作者、アーノルド・ウェスカー(1932~2016)は、イギリスの劇作家。反戦、反権力志向の強い戯曲が多く、大規模な反核デモを組織して逮捕されたこともある。1958年に書いた処女作「調理場」(The Kitchen)が1959年9月からロンドンのロイヤル・コート・シアターにてジョン・デクスター演出で初演され、注目を浴びた(ただし上演順としては3作目)。
物語は、ロンドンの大型レストラン「チボリイ」の厨房(調理場)。ここで繰り広げられる1日の大騒動が描かれる。作者ウェスカーは、台本の序文に、こう書いている。
〈混乱し、くだらぬ喧嘩、不平、誤った自尊心、俗物根性。調理場で働く人々は本能的に食堂で働く人々を憎む。更に両者とも客を憎んでいる。それは個人的敵なのだ。/シェクスピアにとってはこの世界が舞台であったろう。しかし、私にとっては、それは調理場なのだ〉(『ウェスカー全作品2』、木村光一訳、1967年、晶文社刊より/以下同)
登場人物は、なんと全部で「35人」! そのほとんどが、常に舞台上にいて、出たり入ったりする、ちょっとした“群集劇”である。さらに作者は、こう書いている。
〈いかなる時といえども食物は実際に用いられてはならぬ。だからウエイトレスたちは空の皿を運び、コックたちはマイムで料理する。コックはこの戯曲の主要人物であるから、後に彼らについて、彼らの仕事について、別に記そう。だから芝居の本質のアクションが続いている間、彼らは常に何かをしていなければならぬ。〉
そして、全登場人物一人一人の経歴、国籍、性格、厨房での役割、(コックの場合は)担当の得意料理と、その調理方法までが、微に入り細に入り説明されている。

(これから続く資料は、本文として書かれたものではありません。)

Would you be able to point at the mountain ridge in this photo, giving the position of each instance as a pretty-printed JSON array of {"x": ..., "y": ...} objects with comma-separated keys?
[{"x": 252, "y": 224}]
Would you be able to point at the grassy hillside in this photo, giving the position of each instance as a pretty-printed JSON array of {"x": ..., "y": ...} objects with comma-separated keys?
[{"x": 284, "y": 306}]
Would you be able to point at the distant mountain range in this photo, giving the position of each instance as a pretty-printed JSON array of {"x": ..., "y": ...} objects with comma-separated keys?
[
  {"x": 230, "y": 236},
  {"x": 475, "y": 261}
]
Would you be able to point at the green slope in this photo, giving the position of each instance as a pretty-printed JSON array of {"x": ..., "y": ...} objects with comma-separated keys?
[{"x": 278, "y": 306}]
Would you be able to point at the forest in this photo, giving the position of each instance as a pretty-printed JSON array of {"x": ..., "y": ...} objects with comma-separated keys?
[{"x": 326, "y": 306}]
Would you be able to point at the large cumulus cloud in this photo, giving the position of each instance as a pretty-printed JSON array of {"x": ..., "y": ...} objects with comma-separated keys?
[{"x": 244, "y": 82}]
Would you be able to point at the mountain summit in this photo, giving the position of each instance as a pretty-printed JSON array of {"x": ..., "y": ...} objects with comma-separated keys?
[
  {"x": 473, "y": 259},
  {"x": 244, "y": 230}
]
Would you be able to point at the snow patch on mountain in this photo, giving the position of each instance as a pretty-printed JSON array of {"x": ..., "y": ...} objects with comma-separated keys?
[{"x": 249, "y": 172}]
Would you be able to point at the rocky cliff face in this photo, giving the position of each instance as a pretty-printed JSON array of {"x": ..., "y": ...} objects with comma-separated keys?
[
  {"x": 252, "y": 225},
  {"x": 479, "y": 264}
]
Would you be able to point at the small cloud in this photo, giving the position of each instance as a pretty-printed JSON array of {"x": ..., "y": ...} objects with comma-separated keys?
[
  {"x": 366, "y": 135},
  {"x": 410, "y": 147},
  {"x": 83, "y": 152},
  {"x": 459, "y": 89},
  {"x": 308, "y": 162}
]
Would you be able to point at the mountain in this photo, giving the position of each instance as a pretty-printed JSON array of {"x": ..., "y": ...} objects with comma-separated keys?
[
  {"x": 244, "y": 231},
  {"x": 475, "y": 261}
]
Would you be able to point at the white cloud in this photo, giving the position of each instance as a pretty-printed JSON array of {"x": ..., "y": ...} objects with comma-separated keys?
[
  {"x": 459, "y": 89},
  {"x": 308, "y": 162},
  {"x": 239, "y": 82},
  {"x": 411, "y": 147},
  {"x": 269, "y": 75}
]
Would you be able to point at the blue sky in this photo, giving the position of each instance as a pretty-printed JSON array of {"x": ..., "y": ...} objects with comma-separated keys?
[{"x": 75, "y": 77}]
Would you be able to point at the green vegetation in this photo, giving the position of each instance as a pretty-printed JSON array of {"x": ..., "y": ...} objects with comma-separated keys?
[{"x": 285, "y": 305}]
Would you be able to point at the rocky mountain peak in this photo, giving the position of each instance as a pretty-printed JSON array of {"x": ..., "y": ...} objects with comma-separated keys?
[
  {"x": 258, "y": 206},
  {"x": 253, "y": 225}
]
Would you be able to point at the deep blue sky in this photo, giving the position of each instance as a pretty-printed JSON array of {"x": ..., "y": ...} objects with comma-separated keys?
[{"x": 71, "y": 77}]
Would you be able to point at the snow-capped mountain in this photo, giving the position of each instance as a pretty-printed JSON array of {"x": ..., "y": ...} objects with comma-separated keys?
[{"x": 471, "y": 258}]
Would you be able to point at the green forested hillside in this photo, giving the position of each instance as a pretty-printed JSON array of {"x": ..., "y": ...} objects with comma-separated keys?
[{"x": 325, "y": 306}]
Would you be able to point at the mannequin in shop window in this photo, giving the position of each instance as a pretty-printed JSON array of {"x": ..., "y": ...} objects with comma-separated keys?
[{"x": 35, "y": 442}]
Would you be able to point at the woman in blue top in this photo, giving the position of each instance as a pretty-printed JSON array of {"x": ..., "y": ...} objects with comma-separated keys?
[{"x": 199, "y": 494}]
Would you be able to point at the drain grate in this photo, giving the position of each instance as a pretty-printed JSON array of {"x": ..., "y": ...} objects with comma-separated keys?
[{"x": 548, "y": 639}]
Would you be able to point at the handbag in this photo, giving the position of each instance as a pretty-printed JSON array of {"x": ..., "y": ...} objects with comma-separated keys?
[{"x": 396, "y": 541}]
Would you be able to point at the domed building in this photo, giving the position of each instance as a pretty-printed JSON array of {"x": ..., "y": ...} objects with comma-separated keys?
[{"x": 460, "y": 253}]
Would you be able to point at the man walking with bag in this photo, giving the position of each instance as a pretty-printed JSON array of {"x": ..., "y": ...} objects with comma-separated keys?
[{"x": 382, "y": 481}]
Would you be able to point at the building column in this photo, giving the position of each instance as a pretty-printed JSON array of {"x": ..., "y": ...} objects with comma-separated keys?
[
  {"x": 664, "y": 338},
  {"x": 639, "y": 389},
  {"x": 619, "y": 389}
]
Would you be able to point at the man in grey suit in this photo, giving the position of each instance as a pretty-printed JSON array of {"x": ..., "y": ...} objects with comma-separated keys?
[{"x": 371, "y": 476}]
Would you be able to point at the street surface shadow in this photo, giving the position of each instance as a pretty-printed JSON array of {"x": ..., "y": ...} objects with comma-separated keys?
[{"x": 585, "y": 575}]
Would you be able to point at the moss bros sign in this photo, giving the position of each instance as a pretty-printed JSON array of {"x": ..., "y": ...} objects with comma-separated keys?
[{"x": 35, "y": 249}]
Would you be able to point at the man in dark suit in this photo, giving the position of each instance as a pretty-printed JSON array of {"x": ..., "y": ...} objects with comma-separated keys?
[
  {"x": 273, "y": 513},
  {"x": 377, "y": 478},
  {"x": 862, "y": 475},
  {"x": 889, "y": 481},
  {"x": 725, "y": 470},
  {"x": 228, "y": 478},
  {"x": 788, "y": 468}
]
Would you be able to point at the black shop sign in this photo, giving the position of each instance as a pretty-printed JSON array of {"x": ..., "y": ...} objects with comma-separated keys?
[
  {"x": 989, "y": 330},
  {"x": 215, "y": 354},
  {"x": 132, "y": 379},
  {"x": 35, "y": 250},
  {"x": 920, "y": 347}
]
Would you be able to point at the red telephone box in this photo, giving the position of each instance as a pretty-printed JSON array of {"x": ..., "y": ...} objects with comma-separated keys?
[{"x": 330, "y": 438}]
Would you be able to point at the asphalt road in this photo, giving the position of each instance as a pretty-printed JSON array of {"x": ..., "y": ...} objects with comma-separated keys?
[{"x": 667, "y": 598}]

「舞台上演だったら、指定されているように実際に料理するわけではなく、マイムで表現できますが、映画となると、そうはいきません」
と、試写で鑑賞した、ある映画ジャーナリストがいう。
「これだけの大人数のコックやウェイトレスたちが登場し、せまい厨房のなかで、口喧嘩をしたり文句を言い合ったりしながら、リアルに料理をしなければならないわけです。そのカメラ・ワーク、演出・編集・音声処理だけでもゾッとする作業です。それだけに、おそらく、映像的に、ある程度の“省略”がおこなわれるとばかり、思っていました」
ところが、その予想は、ことごとく裏切られることになる。
「14分」ワンカットの“大洪水”シーン
「舞台をニューヨークの大型レストランに移していますが、最初から最後まで、まったくの手抜きなし。混乱中のホンモノの厨房にカメラを入れたのではないかと思いたくなるドキュメント的なシーンさえある。さらに驚くのは、中間部の、あるワンカット・シーンです。カメラは、怒声が行き交う厨房内から客席フロアへ移動し、また厨房にもどる。するとドリンクマシンが故障しており、厨房内はチェリー・コークの大洪水になっている。その前後、約14分。一瞬たりとカメラは止まることなく、厨房やフロアの大混乱ぶりをワンカットでおさめています。リハーサルもたいへんだったと思いますが、役者もよく対応したものだと感心します」
それらのシーンを見事にこなすメキシコ移民のコック、ペドロ役は、メキシコの名優、ラウル・ブリオネス。その“恋人”で、どこか謎めいたウェイトレス、ジュリア役にアカデミー賞ノミネート常連の実力派、ルーニー・マーラ。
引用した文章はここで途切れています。